Die Arbeitsbedingungen im Kino Babylon (Mitte) machen mal wieder Schlagzeilen. Wir sprachen mit Andreas Heinze vom Betriebsrat, Lars Röhm von der FAU-Betriebsgruppe (Freie ArbeiterInnen Union) und Jason Kirkpatrick, einem früheren Angestellten, der im Juli 2008 vors Arbeitsgericht zog. Kinochef Timothy Grossman stand für ein Interview nicht zur Verfügung. Timothy, wir bleiben dran!

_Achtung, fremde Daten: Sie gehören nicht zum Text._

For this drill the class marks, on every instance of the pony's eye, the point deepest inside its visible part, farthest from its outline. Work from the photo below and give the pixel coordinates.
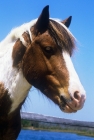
(49, 50)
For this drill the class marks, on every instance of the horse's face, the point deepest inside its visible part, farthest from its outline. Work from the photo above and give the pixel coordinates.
(48, 67)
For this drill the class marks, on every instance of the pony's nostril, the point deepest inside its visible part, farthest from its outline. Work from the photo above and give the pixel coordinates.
(77, 95)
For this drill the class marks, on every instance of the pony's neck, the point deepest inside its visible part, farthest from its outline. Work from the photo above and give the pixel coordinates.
(13, 79)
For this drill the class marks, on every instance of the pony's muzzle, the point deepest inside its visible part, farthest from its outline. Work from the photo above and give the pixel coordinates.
(72, 104)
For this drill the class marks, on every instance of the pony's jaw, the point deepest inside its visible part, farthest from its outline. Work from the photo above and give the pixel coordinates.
(75, 89)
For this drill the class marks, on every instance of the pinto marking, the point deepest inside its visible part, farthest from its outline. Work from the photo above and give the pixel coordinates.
(37, 53)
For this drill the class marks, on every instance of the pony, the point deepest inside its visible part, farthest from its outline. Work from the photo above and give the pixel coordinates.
(37, 54)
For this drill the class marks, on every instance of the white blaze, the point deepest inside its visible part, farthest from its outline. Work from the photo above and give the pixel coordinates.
(74, 82)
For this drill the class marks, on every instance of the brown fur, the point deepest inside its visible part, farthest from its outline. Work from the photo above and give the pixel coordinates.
(43, 66)
(9, 124)
(42, 69)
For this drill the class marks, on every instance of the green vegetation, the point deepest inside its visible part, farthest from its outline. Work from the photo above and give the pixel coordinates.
(34, 125)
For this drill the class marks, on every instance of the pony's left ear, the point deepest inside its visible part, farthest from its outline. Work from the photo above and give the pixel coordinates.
(67, 21)
(43, 21)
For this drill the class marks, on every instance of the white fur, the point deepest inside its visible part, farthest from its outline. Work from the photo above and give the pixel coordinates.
(74, 82)
(13, 79)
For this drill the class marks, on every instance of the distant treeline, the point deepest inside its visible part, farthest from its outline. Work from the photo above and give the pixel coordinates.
(36, 125)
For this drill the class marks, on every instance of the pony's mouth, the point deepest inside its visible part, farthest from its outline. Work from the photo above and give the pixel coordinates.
(65, 107)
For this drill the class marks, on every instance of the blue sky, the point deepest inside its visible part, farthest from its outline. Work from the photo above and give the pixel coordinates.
(16, 12)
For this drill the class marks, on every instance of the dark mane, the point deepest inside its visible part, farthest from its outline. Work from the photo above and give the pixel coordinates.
(61, 36)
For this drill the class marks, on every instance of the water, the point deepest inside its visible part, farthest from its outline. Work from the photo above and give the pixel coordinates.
(46, 135)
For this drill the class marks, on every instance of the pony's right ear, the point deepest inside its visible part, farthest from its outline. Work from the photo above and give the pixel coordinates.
(67, 21)
(43, 21)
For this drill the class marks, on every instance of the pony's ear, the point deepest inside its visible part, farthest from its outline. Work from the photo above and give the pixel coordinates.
(67, 21)
(43, 21)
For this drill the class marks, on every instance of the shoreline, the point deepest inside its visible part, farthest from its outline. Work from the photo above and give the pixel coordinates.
(82, 133)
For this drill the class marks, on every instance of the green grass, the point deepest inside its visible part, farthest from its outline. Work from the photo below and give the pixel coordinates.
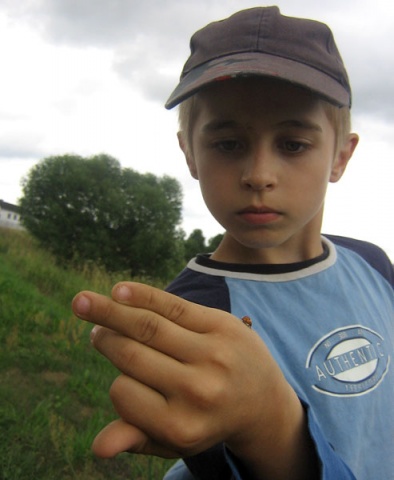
(53, 385)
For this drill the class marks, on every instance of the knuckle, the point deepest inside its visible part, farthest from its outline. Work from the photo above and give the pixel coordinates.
(147, 329)
(185, 436)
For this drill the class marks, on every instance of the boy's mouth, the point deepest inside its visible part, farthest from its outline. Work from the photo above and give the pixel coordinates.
(259, 215)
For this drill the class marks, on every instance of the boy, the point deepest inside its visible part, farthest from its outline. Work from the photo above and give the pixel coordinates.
(265, 125)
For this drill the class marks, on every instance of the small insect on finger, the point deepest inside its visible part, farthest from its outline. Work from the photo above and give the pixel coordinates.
(247, 321)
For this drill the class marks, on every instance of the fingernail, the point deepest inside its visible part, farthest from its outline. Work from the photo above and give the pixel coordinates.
(82, 306)
(93, 332)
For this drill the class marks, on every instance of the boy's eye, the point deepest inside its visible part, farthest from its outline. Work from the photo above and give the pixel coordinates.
(293, 146)
(228, 145)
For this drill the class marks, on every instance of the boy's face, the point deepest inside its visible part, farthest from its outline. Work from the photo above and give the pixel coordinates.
(264, 152)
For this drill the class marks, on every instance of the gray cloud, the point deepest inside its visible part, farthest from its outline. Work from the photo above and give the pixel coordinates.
(149, 39)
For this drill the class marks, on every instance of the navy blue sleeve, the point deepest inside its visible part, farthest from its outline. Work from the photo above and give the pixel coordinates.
(371, 253)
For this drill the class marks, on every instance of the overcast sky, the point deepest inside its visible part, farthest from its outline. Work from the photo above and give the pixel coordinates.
(91, 76)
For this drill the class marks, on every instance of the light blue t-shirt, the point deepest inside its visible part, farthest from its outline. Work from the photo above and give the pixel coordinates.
(329, 325)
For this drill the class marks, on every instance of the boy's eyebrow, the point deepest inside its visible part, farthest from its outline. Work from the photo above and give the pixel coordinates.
(304, 124)
(216, 125)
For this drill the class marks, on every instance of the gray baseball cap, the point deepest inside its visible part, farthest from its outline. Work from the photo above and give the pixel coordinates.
(260, 41)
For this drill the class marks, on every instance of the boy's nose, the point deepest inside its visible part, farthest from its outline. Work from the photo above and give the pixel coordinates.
(259, 172)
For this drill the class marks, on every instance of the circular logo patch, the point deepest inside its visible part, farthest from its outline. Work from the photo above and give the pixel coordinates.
(348, 361)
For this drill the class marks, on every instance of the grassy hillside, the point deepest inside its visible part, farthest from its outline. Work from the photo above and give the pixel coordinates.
(53, 385)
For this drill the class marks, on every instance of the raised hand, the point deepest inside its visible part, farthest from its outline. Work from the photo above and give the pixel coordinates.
(192, 377)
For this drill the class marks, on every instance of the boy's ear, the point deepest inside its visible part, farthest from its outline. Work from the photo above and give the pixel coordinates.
(189, 157)
(343, 156)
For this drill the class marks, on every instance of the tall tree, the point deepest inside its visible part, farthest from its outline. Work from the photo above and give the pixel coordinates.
(92, 209)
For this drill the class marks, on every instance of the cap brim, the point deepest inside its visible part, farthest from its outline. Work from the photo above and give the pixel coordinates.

Die Belegschaft aus StudentInnen verdient am Einlass 5,50 EUR, an der Kasse 6 EUR und als Filmvorführer 6,40 EUR (Netto) die Stunde, angeblich der branchenübliche Mindestlohn (s. Brancheninfo). Arbeitsverträge werden in Form von mündlichen Absprachen vereinbart. Auf diese Weise können Angestellte, die nach Lohn, Urlaub oder Lohnfortzahlungen im Krankheitsfall fragen, ganz schnell ausgetauscht werden.
Protest auf der Berlinale
Genau das ist während der 59. Berlinale passiert. Die Hosen voll von den Forderungen der Belegschaft, engagierte Grossman drei neue Filmvorführer und wechselte das Personal aus, um den reibungslosen Ablauf des „Generation 14plus“ Programms zu sichern. Gefordert wurde eine Erhöhung des Stundenlohns auf 16 EUR/Std. für Vorführer, sowie 12 EUR/Std. für Service und Kasse für die Zeit der Berlinale, da das Glemma-Festival auch eine höhere Arbeitsbelastung mit sich bringt. Mit der Neueinstellung von Aushilfskräften wurden die Forderungen der Belegschaft allerdings kalt abserviert.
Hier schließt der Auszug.